“I am sure you will. And I thank you from my soul for the trouble you take. I shall sign some blank checks, for you to fill out, for any funds that may be required for Rosemary,” gratefully responded Miss Grandiere.
The aunt and niece, at the cordial invitation of the Forces, stayed to dinner, and were afterward sent home in a wide buggy driven by Jacob.
One day later Miss Grandiere broached to Mrs. Hedge the subject of sending Rosemary to school with Wynnette and Elva Force, at her own—Miss Grandiere’s—expense.
This consultation with the mother was a mere form, Miss Susannah knowing full well that it was the great ambition of Mistress Dolly’s heart to send her daughter to a good boarding school, and that she would consider the present opportunity most providential.

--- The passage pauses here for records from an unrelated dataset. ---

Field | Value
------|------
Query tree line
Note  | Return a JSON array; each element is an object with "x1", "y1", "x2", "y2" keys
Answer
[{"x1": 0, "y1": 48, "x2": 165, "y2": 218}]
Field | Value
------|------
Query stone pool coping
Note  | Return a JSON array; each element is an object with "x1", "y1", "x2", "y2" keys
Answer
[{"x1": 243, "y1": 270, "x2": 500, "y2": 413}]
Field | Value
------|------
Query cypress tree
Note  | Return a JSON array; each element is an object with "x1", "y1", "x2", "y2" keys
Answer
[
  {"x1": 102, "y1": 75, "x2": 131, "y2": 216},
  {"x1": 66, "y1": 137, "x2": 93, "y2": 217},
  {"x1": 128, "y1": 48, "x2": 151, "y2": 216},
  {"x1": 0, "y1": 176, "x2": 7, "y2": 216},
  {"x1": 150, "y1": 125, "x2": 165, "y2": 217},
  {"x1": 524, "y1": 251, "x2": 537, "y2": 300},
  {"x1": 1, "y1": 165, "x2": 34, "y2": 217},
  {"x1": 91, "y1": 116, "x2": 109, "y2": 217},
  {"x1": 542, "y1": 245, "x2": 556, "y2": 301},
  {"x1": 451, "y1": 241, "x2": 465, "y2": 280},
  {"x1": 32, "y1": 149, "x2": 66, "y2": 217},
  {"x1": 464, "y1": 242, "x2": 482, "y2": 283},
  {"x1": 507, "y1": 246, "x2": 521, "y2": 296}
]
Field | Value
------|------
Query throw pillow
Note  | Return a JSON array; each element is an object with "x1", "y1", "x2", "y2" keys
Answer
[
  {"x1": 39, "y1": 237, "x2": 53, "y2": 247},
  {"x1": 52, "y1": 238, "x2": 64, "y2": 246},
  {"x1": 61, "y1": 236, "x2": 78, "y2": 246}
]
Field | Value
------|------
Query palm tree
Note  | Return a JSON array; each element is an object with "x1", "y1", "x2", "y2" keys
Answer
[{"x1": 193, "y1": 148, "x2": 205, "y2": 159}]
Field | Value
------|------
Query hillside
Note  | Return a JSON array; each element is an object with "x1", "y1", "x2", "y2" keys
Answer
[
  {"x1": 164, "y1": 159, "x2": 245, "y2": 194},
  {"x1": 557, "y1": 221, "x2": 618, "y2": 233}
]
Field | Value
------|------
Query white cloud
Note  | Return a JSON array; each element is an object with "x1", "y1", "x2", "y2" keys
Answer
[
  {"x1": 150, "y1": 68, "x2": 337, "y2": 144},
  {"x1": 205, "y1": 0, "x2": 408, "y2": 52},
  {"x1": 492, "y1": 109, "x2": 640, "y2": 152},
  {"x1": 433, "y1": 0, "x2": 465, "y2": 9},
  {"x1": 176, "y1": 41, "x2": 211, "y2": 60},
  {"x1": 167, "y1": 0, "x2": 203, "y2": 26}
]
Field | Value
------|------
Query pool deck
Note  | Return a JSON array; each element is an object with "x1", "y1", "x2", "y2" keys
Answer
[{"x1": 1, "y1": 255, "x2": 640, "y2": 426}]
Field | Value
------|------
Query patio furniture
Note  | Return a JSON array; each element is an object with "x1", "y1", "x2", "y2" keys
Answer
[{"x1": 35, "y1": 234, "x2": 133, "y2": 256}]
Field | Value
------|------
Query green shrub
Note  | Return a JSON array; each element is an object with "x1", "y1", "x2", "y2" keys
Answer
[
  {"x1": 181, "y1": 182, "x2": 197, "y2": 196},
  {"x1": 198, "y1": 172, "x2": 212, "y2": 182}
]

All the arrangements were most satisfactorily concluded, and by the end of the following week, the Forces, with little Rosemary in their charge, had left Mondreer.
CHAPTER IV
AFTER A LAPSE OF TIME
It was three years after the Forces left Mondreer, and they had never returned to it.
The farm was managed by Jesse Barnes, the capable overseer, and the sales were arranged by Mr. Copp, the family agent, who remitted the revenues of the estate in quarterly installments to Mr. Force.
The lady from the gold mines remained in the house, taking such excellent care of the rooms and the furniture that she had gradually settled down as a permanent inmate, in the character of a salaried housekeeper.
“I’m a-getting too old to be bouncing round prospecting with the boys, and so I reckon I had better sit down in this comfortable sitiwation for the rest of my life,” she confided to Miss Bayard, one February morning, when that descendant of the great duke honored her by coming to spend the day at Mondreer.